Solar Engineering P2 Reference 4 min read Reviewed June 4, 2026

Backtracking

Backtracking is solar tracker control logic that rotates against the sun at low angles to prevent inter-row shading. 3–5% annual energy recovery.

Definition

Backtracking is the control algorithm in single-axis solar trackers that rotates modules against the sun's direction during early morning and late afternoon, preventing one row from shading the adjacent row at low solar angles. Recovers 3–5% annual energy.

Backtracking Mechanics

At low sun angles (early morning, late afternoon):

  1. Naive tracking aims modules toward the sun → casts shadow on next row.
  2. Backtracking rotates modules slightly off-sun → no inter-row shadow.
  3. Module receives less direct beam but avoids self-shading loss.
  4. Net positive recovery: 3–5% annual.

Sun-Angle Threshold

Backtracking activates when:

sun_elevation < arctan(module_chord / row_pitch_horizontal)

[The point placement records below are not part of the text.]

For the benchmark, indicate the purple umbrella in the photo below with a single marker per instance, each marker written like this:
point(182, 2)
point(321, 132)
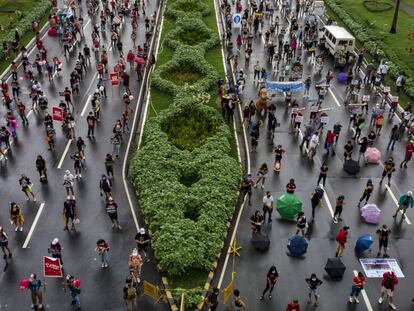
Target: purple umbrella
point(371, 213)
point(342, 78)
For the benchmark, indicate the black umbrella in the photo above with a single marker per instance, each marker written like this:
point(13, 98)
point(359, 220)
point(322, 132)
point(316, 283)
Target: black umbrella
point(335, 268)
point(260, 242)
point(351, 167)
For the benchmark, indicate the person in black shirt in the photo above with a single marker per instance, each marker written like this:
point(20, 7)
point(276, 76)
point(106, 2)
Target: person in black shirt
point(383, 234)
point(256, 221)
point(271, 279)
point(212, 299)
point(313, 283)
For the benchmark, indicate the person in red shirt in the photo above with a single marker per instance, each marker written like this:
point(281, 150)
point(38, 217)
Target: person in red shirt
point(388, 282)
point(329, 141)
point(357, 286)
point(409, 149)
point(341, 238)
point(293, 305)
point(291, 187)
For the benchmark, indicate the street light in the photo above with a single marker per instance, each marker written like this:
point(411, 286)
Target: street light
point(395, 18)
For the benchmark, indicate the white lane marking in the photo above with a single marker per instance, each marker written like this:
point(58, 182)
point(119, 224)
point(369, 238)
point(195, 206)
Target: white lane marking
point(394, 198)
point(328, 203)
point(29, 235)
point(365, 296)
point(334, 97)
point(86, 105)
point(64, 154)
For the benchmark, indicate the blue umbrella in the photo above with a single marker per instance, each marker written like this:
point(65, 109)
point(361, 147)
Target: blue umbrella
point(297, 245)
point(363, 243)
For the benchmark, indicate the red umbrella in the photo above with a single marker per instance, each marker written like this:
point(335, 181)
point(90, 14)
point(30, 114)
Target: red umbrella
point(139, 60)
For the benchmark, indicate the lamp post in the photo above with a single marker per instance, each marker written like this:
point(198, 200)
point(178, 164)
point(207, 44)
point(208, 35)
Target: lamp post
point(395, 18)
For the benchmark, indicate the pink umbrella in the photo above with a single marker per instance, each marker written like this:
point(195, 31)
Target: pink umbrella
point(139, 60)
point(371, 213)
point(372, 155)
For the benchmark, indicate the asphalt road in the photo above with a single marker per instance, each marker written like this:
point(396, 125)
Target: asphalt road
point(101, 289)
point(251, 267)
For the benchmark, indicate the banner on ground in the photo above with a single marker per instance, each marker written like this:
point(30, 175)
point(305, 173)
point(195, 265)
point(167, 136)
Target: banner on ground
point(375, 267)
point(278, 86)
point(52, 267)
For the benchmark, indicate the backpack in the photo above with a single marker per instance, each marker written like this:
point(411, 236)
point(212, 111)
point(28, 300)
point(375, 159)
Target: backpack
point(131, 292)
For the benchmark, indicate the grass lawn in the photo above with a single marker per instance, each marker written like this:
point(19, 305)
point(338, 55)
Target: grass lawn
point(379, 23)
point(9, 8)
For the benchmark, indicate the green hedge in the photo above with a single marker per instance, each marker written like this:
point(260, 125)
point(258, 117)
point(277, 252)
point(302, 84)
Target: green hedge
point(369, 40)
point(188, 220)
point(24, 25)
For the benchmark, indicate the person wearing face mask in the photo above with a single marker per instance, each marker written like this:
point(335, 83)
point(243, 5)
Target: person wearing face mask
point(313, 283)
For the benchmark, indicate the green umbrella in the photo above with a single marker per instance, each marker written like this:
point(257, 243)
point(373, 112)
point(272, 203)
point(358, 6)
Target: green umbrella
point(288, 206)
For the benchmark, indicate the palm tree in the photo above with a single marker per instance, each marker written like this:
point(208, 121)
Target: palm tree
point(395, 18)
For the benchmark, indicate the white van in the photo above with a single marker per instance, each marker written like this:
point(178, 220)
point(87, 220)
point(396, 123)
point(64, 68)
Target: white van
point(338, 38)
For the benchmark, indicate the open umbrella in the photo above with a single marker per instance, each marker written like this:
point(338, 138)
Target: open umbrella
point(363, 243)
point(139, 60)
point(351, 167)
point(288, 205)
point(335, 268)
point(342, 77)
point(297, 245)
point(371, 213)
point(260, 242)
point(373, 155)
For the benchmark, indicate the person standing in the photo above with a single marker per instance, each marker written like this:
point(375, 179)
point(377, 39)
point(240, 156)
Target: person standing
point(341, 238)
point(73, 286)
point(102, 247)
point(27, 189)
point(405, 201)
point(35, 286)
point(313, 283)
point(383, 234)
point(68, 181)
point(357, 286)
point(293, 305)
point(323, 174)
point(130, 294)
point(268, 202)
point(338, 209)
point(301, 223)
point(409, 149)
point(388, 282)
point(238, 303)
point(112, 211)
point(142, 239)
point(41, 167)
point(316, 199)
point(4, 243)
point(389, 168)
point(16, 216)
point(369, 187)
point(271, 279)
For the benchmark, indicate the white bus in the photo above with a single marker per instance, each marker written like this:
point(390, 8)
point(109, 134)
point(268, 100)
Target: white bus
point(338, 38)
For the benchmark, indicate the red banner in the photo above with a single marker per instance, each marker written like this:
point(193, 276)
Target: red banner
point(57, 114)
point(114, 78)
point(52, 267)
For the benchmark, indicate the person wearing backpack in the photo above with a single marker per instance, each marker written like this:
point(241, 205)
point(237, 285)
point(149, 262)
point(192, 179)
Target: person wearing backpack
point(130, 295)
point(388, 282)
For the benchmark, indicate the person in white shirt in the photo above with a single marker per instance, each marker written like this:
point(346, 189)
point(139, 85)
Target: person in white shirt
point(268, 202)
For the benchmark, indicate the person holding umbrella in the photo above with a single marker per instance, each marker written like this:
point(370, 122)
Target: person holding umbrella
point(271, 279)
point(383, 234)
point(341, 238)
point(389, 168)
point(369, 187)
point(313, 283)
point(405, 201)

Below this angle, naive tracking would cast row-to-row shadows.

Implementation

  • Controller computes solar position from time + GPS.
  • Knows row geometry (chord length, pitch, ground slope).
  • Computes optimal tilt: maximum tracking until shadow onset, then backtrack.
  • Smooth transition between modes.

Validation

Field commissioning should verify:

  • Tracker angle vs. sun position log.
  • Energy production matches simulation.
  • Visual check at sunrise/sunset: no row-to-row shadows.

Key Takeaways

  • Backtracking rotates trackers off-sun at low angles to avoid inter-row self-shading.
  • Recovers 3–5% annual energy on typical utility-scale tracker plants.
  • All modern utility trackers include backtracking; budget trackers may not.
  • Calibrated against row geometry and terrain.
  • Validation during commissioning is critical.

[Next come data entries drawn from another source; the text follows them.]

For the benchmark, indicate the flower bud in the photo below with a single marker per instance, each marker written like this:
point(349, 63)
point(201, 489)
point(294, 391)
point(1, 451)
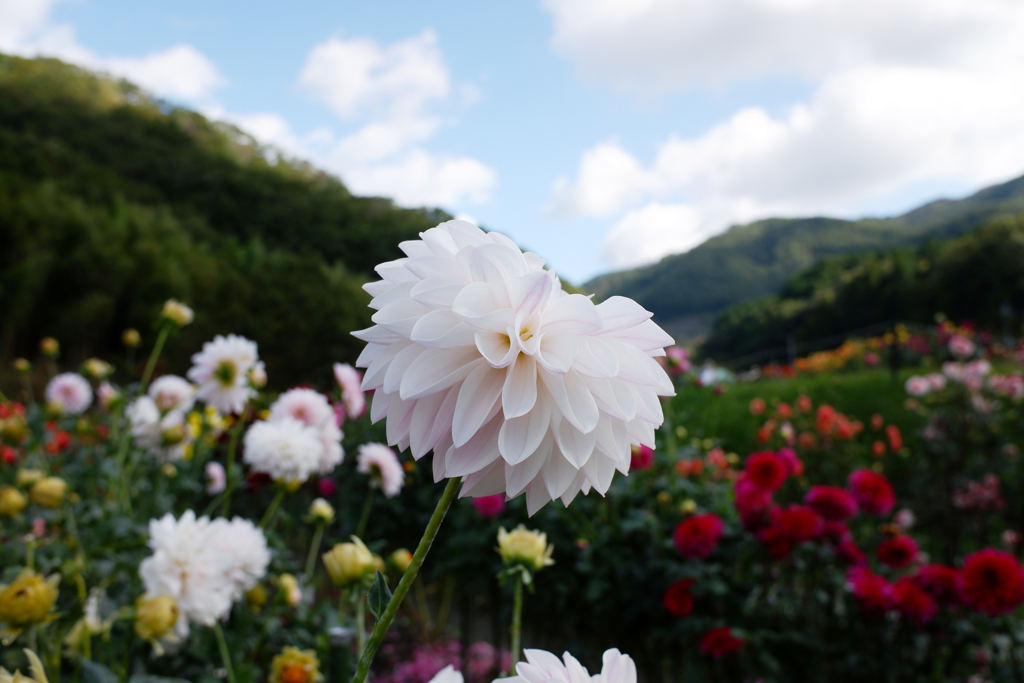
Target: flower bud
point(524, 547)
point(290, 589)
point(295, 666)
point(321, 511)
point(48, 492)
point(401, 558)
point(177, 312)
point(155, 616)
point(50, 347)
point(131, 338)
point(348, 562)
point(28, 599)
point(11, 502)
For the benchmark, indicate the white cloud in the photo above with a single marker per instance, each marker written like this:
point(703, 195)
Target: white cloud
point(180, 72)
point(906, 92)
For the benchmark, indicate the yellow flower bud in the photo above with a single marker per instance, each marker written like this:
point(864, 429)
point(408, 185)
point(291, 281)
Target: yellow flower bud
point(348, 562)
point(321, 511)
point(29, 476)
point(177, 312)
point(131, 338)
point(401, 559)
point(11, 502)
point(290, 589)
point(256, 597)
point(524, 547)
point(295, 666)
point(155, 616)
point(48, 492)
point(50, 347)
point(28, 599)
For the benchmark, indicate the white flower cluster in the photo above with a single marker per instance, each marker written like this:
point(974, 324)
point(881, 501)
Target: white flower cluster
point(479, 355)
point(158, 420)
point(70, 392)
point(205, 565)
point(301, 437)
point(224, 371)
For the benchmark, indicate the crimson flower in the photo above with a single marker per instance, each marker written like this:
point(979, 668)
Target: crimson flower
point(832, 502)
point(719, 642)
point(697, 537)
point(993, 582)
point(678, 600)
point(872, 492)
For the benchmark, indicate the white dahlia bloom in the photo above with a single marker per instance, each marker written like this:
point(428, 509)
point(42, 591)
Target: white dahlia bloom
point(349, 379)
point(171, 392)
point(187, 566)
point(221, 371)
point(287, 450)
point(379, 461)
point(479, 355)
point(314, 411)
point(542, 667)
point(71, 392)
point(243, 548)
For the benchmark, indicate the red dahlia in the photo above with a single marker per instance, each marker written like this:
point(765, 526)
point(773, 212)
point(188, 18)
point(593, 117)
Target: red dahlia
point(872, 492)
point(766, 470)
point(913, 602)
point(993, 582)
point(719, 642)
point(697, 537)
point(897, 552)
point(941, 582)
point(677, 599)
point(832, 502)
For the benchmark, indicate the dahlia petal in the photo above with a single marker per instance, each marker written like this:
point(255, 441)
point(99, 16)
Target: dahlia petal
point(619, 312)
point(436, 370)
point(595, 358)
point(574, 445)
point(496, 347)
point(519, 391)
point(519, 437)
point(556, 351)
point(478, 395)
point(574, 312)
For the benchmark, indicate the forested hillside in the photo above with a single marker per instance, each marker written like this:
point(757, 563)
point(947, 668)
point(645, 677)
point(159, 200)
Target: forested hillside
point(112, 201)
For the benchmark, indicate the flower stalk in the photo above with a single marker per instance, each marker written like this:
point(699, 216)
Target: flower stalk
point(381, 627)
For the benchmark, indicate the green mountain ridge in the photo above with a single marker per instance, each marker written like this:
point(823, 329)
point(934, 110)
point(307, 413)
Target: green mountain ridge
point(756, 259)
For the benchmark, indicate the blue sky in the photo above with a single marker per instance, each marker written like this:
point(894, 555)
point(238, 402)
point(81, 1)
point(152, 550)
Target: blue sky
point(600, 134)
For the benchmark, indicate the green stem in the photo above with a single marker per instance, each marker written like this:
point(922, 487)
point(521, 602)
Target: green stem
point(151, 365)
point(365, 517)
point(271, 511)
point(229, 470)
point(516, 622)
point(313, 550)
point(381, 627)
point(225, 655)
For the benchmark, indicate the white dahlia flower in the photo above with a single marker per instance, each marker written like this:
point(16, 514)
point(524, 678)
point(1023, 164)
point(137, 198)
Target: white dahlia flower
point(187, 566)
point(171, 392)
point(479, 355)
point(243, 548)
point(71, 392)
point(287, 450)
point(349, 379)
point(379, 461)
point(542, 667)
point(314, 411)
point(221, 371)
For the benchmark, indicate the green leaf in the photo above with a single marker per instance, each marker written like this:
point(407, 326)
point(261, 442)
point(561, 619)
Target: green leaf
point(380, 595)
point(94, 673)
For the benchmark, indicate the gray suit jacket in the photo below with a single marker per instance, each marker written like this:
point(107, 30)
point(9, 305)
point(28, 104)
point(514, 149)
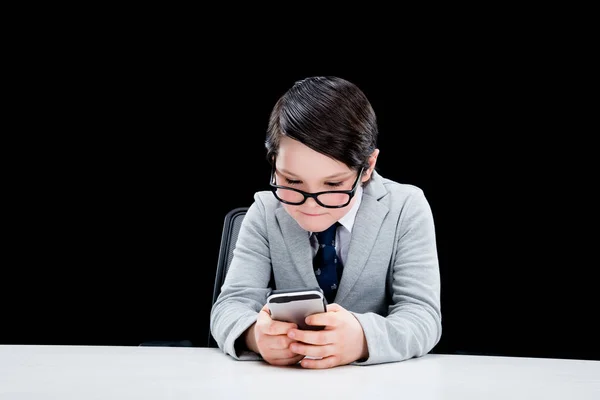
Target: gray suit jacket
point(390, 282)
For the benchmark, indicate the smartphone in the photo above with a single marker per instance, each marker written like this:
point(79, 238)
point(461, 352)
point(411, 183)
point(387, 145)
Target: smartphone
point(294, 305)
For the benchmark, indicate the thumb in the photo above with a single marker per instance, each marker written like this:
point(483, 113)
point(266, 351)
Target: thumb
point(334, 307)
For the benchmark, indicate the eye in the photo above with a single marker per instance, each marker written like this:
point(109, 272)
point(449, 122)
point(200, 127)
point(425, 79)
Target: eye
point(334, 184)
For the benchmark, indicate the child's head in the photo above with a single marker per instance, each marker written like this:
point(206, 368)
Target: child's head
point(322, 133)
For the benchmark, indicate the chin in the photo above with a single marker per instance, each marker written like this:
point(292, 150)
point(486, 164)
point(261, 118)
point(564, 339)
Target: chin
point(311, 224)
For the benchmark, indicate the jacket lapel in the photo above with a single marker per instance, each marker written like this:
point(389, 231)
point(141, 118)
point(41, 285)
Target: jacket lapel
point(365, 230)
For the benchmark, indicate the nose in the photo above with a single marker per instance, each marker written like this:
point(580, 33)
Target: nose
point(311, 203)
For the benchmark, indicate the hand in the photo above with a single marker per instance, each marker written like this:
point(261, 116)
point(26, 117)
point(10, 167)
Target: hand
point(269, 338)
point(341, 342)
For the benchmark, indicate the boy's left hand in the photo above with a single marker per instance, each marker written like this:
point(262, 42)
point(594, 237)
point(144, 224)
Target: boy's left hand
point(341, 342)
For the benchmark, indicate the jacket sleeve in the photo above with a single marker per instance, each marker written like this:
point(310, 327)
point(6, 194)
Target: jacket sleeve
point(245, 288)
point(413, 324)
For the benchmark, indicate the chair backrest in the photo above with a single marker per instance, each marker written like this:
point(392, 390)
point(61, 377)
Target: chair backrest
point(231, 227)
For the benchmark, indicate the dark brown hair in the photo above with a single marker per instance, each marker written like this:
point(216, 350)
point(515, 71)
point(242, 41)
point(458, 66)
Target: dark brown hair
point(328, 114)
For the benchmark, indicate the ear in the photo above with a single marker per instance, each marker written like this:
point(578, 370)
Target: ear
point(372, 163)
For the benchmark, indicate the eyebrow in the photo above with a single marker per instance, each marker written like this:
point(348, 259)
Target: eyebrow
point(330, 177)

Frequently Asked Questions

5 commonly searched questions about Backtracking.

What is backtracking?
Tracker control logic that rotates modules off-sun at low angles to prevent self-shading between adjacent rows. Without backtracking, front rows shade back rows at sunrise and sunset.
How much energy does backtracking recover?
3–5% annual on a typical horizontal single-axis tracker plant. Higher recovery for tighter GCR or higher-latitude sites.
Do all trackers backtrack?
Modern utility-scale trackers (NEXTracker, Array Technologies, Soltec, Trina) all include backtracking. Old or budget trackers may not.
How is backtracking calibrated?
Controller computes solar position + row geometry continuously. Switches between maximum sun tracking and backtracking when sun angle below the threshold determined by row pitch and module chord length.
Can backtracking be mis-tuned?
Yes. Wrong row-pitch input or incorrect terrain slope can cause sub-optimal backtracking. Commissioning audits validate field behavior against expected.